Thanks for all the reply everyone. This is the e-mail I got back from the DNR this afternoon.

Response (Jaqueline Waber) - 12/08/2003 09:03 AM
You must keep in mind that all county drains and all county roads are 
easements through private property. These easements are what allow the 
drain commission and the road commission to build and maintain roads 
and drains through private property. The lands under these drains and 
roads are still privately owned and the owner still pays taxes on these 
properties. Therefore, if you are going to walk or wade in these areas 
for the purposes of trapping, you would need permission from the 
landowners to do so.

The same would apply to creeks or rivers that are not on public land. 
Hunting and trapping are landowners rights. 

So if you have permission to be there, you are licensed for the season, 
and the season is open, and you are in compliance with all other 
requirements, you would be legal to trap there.

Guess I'll ask permission. Thanks.

Mike


----------



## Bubba Jr. (May 9, 2003)

Did we learn anything here Linda G.


----------



## Linda G. (Mar 28, 2002)

that in northern Michigan at least, people either don't question the Road Commissions, or don't care...I spoke too soon on my first post, I should have clarified right from the beginning that we only nuisance trap the private land culverts, where according to all sources I've spoken to, a Road Commission nuisance trapping permit supercedes private land rights. Again, that includes the local sheriff. 

All of our current sets are water sets on either county or state lands, except for a couple in streams of land we've had permission to hunt and trap on for years. I should have clarified that, too, when I said that we have traps out right now.


----------



## multibeard (Mar 3, 2002)

Like, Linda I too have worked nuisnece beaver for both the road commission and the drain commission. I have never been questioned by any one as to taking beaver for the road commission as long as I stayed on the right of way. 

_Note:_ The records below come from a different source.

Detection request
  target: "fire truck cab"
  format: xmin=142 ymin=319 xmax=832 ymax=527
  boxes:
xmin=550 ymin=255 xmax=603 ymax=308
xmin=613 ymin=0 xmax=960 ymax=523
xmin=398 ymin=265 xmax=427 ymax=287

At one time I had a special permit out of the Grand Rapids Dnr office to use snares on road rightaways while working for the road commission. I was afraid of some kid messing around my 330's and legholds and getting hurt. I sure didn't want to get sued, let alone getting expensive traps stolen.

Once you start getting towards the northern part of the state and away from the cities it is a whole different world.


----------



## Chuck (Sep 24, 2000)

I find it interesting that its illegal to trap but some ahole can ride there snowmobile threw your yard legaly as long as they are with in the 30' from center right of way. Ive called the county sheriff and thats what I was told anywase.

I would think most would give you access to trap if you ask. There are so many ***** that to some they are a real problem.


----------